Before life made itself known to her, Dutton's bookstore was home, and family.

April 03, 2006|Marci Vogel | MARCI VOGEL writes a weekly column in the Culver City News.

DUTTON'S BOOKS in North Hollywood is closing.

It was M. who first told me about Dutton's Books, across the aisle in our high school trig class. He could afford to talk; I couldn't. Besides the fact that I didn't understand a word the teacher said, I had a big crush on M. and my voice couldn't be trusted.

In those days, I lived east, way east, over by Roscoe Boulevard and the In-N-Out Burger. I was beyond the pale, outside the district, going to a good public school under cover of a family friend's address. I was out of Dutton's league, especially with its favorable location at Laurel Canyon and Magnolia. "There's no chance," M. whispered as my pencil scrawled hopeless notes. "Dutton's only hires family."

Several years later, I was just returned from a junior year in Ireland and in need of a summer job. My savvy collegiate peers had snagged internships in their fields, but I was an English major without a foreseeable future.

I donned the uniform of the moment -- overalls and a T-shirt -- and set out to the UCLA career center. Passing Dutton's, I decided to stop and ask if they were hiring.

It was, perhaps, my first significant acceptance when they hired me on the spot. I was not family; I was simply a college kid who loved reading. I had entered the sanctuary, and they had not said no.

That first day I set to work organizing the used hardcovers. It wasn't until almost 4 o'clock that I got up the nerve to ask if I could break for lunch. I worked at Dutton's over the next several summers and Christmas breaks, all through that lonely time of my early 20s when life was waiting to make itself known.

It was the perfect hiding place, with used books, rare books, new books stacked high, a labyrinthine path through three rooms, worn linoleum soft under my feet. We had shelved books by category, of course, but that didn't make them any easier to find. We worked as a team of "intuitives," able to divine single volumes out of the stacks.

Everyone assumes bookstore clerks get a lot of reading done, but I never even got through one poem. Dutton's phone rang nonstop, and we prided ourselves on answering it. If we weren't with a customer or at the register, we'd pick up immediately.
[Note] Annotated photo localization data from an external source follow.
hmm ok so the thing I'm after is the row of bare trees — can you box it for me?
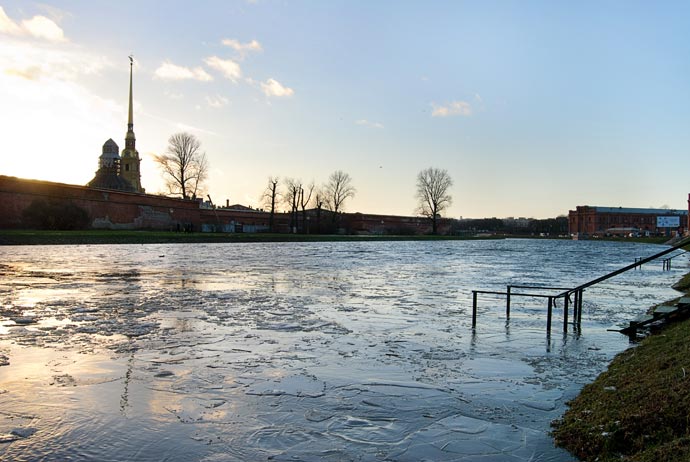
[154,132,455,234]
[262,171,356,232]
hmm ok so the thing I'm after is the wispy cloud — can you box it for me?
[164,90,184,100]
[355,119,384,129]
[175,122,219,136]
[206,95,229,108]
[204,56,242,82]
[221,38,262,59]
[0,6,65,42]
[260,78,294,97]
[1,39,112,82]
[431,100,472,117]
[154,61,213,81]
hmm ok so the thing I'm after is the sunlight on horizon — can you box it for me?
[1,2,689,217]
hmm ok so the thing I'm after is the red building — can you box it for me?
[568,205,688,237]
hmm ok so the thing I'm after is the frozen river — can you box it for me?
[0,239,687,461]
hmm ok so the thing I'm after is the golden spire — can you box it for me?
[127,55,134,132]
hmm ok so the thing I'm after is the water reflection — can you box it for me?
[0,240,687,461]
The questions were wide-ranging. Usually the voice at the other end would ask if we had some or another book. But just as often the caller would request a certain date or name of a place -- more often than not about the San Fernando Valley. It was like working in a research library.

Because I was only 20, I frequently had to look up the information, ask a colleague or consult Dave Dutton. Mr. Dutton knew almost everything about anything that ever happened, especially if it happened in the Valley. If the question was a real stumper, he'd take the phone himself. Even if he couldn't answer the question, he enjoyed commiserating with others who wondered about the same things he did.
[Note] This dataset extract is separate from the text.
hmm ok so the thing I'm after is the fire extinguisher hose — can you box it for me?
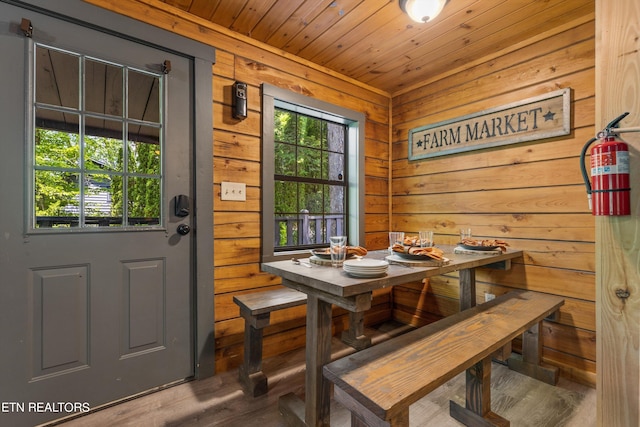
[579,136,597,208]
Sometimes I think people were just lonely and wanted to talk.

Naturally, each of us workers acquired favorite customers and sections. Amy, for example, looked after true crime and the man with the beautiful neck who always browsed art history. I tended dead authors, and one day took it upon myself to weed out New Age from what I regarded as "real" philosophy. I suppose it was my first real act of intellectual confidence -- or arrogance.

Sometimes our customers took care of us. I still cherish a book left for me one day at the front desk; a note tucked inside "Three by Truman Capote" read: "Marci, I remembered that you wanted this book when I bought it. I found another copy so please accept this one. Mark M."

We kept a pot of coffee brewing all day, and KUSC on the radio. I remember one slow Sunday afternoon, hearing for the first time Samuel Barber's "Adagio for Strings." I had to stop working, thinking I would die of sadness.

It's been 20 years since I entered the world outside, but occasionally, I'll meet another Dutton's veteran. It may not be by blood, but there is a bond; we are somehow kin.

And sometimes now I will wake up, the residue of a lovely dream still coursing through my mind: I am surrounded by books and the shop, cozy and kind, with strangers made family by the books surrounding them.